Re: The philosophical language fallacy (was ...)
|Date:||Saturday, July 12, 2008, 2:34|
> [mailto:CONLANG@listserv.brown.edu] On Behalf Of JorgRhiemeier
> > No, it's not easy but it's only difficult if you take it to
> > extremes as with AUI or Toki Pona. I have anoligosynthetic
> > project in the works, but there is also a phonosemanticschema
> > that will underly the root morphemes. It's just an ideaI'm
> > playing with right now. I don't expect to reduce everything
> > down to 32 roots, though I'd be happy to get it down to the
> > 500-600 range.
> In my opinion, *all* closed-vocabulary schemes run into
> this sort of problems, only to a lesser degree if the set
> of roots is larger. There are always things that cannot
> easily be captured adequately by any construction of
> reasonable length. Of course, you can define it with,
> e.g., the word list of Basic English. But what if the
> definition of something is 100 morphemes long? In a pure
> closed-vocabulary language, you'd have to repeat the
> definition every time the concept is mentioned in the text.
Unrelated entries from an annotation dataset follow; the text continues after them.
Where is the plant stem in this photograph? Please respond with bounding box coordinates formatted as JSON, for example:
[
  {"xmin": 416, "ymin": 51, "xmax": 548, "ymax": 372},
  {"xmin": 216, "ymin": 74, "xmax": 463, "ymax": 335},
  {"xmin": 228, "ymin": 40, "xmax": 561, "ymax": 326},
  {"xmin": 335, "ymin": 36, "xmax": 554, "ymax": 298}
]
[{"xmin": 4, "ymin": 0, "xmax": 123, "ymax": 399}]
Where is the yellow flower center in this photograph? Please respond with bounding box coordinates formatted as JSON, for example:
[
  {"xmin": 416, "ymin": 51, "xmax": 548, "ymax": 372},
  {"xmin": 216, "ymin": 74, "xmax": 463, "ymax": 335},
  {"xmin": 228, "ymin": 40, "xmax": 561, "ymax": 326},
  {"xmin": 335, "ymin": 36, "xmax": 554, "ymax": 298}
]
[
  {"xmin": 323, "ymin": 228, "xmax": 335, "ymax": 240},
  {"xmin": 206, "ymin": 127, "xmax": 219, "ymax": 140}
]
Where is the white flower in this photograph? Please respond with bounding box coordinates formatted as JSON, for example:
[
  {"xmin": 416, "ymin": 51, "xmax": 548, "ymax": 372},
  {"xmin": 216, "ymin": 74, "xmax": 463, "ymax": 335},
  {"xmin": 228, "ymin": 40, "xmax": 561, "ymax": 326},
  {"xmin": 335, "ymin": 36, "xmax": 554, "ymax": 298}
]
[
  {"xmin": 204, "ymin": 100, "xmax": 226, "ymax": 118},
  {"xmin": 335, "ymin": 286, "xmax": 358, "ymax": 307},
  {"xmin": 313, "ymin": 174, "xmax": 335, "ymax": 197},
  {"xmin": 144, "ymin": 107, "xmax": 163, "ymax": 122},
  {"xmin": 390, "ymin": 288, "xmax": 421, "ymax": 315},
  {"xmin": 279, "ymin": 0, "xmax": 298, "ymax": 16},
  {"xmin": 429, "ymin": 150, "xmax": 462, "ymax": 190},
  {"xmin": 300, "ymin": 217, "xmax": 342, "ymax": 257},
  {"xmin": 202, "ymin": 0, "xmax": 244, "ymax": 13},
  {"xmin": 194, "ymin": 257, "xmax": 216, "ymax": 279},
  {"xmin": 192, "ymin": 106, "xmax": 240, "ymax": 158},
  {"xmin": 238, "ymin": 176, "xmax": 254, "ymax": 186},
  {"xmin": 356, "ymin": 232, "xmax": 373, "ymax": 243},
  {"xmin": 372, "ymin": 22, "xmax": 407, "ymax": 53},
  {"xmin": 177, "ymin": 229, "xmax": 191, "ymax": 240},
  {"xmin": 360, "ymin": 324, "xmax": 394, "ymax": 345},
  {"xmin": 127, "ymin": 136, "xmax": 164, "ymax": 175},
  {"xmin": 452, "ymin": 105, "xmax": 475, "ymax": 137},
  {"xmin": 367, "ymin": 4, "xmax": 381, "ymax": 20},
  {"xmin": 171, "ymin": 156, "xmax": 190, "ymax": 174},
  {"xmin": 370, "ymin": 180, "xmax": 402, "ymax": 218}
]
> Hardly practical, especially if you are talking about a
> subject matter where such things occur frequently. You
> will want to assign a shorter name to it.
Sometimes, it's possible to have a shorthand form. Used
contextually, this can often be enough. My longlang is
primarily verbal so a lot of "things" will have meanings that
refer to what they do.
I've set up basic morphemes of the shape CV(n), but I'm also
going to have a disyllabic shape CCVCV(n) or CVCCV(n) for the
less common ideas like chemical elements and other technical
terms that will need their own morpheme.